Drones being honed to help farmers grow better crops

WESLACO  —  Farmers will be using drones in the near future to monitor and improve their crops to help feed a hungry world, say Texas A&M AgriLife Research scientists who are now developing the technology.

Dr. Juan Enciso, a Texas A&M AgriLife Research irrigation engineer in Weslaco, examines sensors that will one day be mounted on drones to evaluate crops. (AgriLife Communications photo by Rod Santa Ana)

Dr. Juan Enciso, a Texas A&M AgriLife Research irrigation engineer in Weslaco, examines sensors that will one day be mounted on drones to evaluate crops. (AgriLife Communications photo by Rod Santa Ana)

“Unmanned aerial vehicles, or drones, will soon play a major role in meeting the challenges of feeding a growing global population,” said Dr. Juan Enciso, an AgriLife Research irrigation engineer in Weslaco.

“One day, flying a UAV will be a routine task an agricultural producer performs on a regular basis to help him efficiently maintain his crops, improve yields and optimize resources, especially water,” he said.

The sensors being tested are on a platform mounted on a tractor, but eventually will be transferred to a drone.

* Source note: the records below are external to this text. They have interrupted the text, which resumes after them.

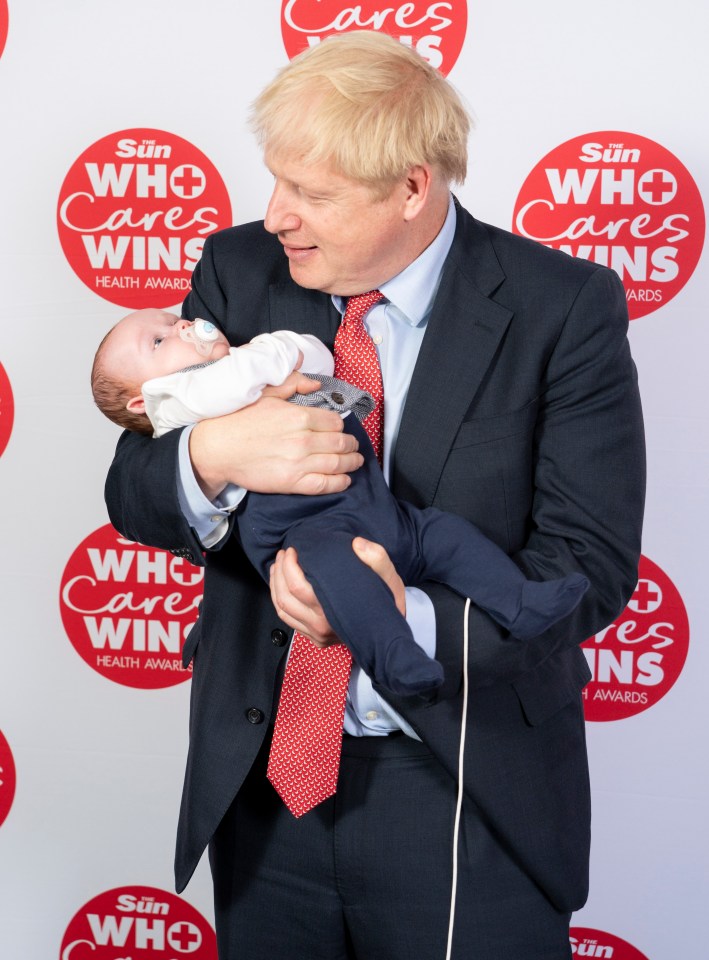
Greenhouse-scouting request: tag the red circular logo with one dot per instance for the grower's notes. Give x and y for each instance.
(586, 942)
(435, 30)
(638, 658)
(621, 200)
(4, 18)
(7, 778)
(140, 923)
(128, 608)
(134, 212)
(7, 409)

“The data is transmitted to web-based computer programs, some of which already exist, that can help a grower make decisions about when and where to perform farming practices, like irrigating, fertilizing or using insecticides,” he said.

Preliminary research has already shown promise in using advanced sensor technology in agriculture.

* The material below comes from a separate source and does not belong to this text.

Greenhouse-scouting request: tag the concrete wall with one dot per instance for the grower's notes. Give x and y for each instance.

“Data shows that this technology can help farmers detect water and insect stresses and increase water-use efficiency,” he said. “And as technology continues to develop, a grower will be even better informed about the crop he’s growing.”

Crop breeders seeking specific traits in developing drought tolerant crop varieties, for instance, can also make quick, inexpensive and precise assessments to help pick the best plants from the many thousands being evaluated, Enciso said.

“The amount of time spent evaluating individual plants would be drastically reduced, which would greatly accelerate the time it takes to develop improved varieties.”

Sensors currently being evaluated for use on mobile platforms include ultrasound sensors to measure plant height, infrared thermometers to measure plant and soil temperatures and hyperspectral sensors to measure relative leaf water content. There are also other sensors to measure what is called normalized difference vegetation index, or NDVI, to determine how well a plant canopy is performing photosynthesis.

“The next step in this research is to identify exactly which sensors are needed, which can be combined, then make them light enough to be carried by a drone,” Enciso said. “We could then run economic assessments to determine exactly how much cheaper it is to fly over a crop than to do it on a tractor.”

Data gathered by drones would be applied to web-based programs that a grower could see on his iPhone or other mobile device.

“That farmer could then compare what he’s seeing in the field with what the application is telling him to do,” Enciso said. “The idea is to make the decision-making process easier for the farmer while optimizing his resources to get better yields and increase profitability.”

Dr. Juan Landivar, director of the Texas A&M AgriLife Research and Extension Centers in Weslaco and Corpus Christi, said UAVs are not meant to replace farm managers or crop consultants, but to improve information available to them.

“UAVs are valuable tools to readily and accurately produce geo-reference field information for the management of crops,” he said. “Anybody tasked with growing a crop will be provided with valuable field information to make smarter management decisions.”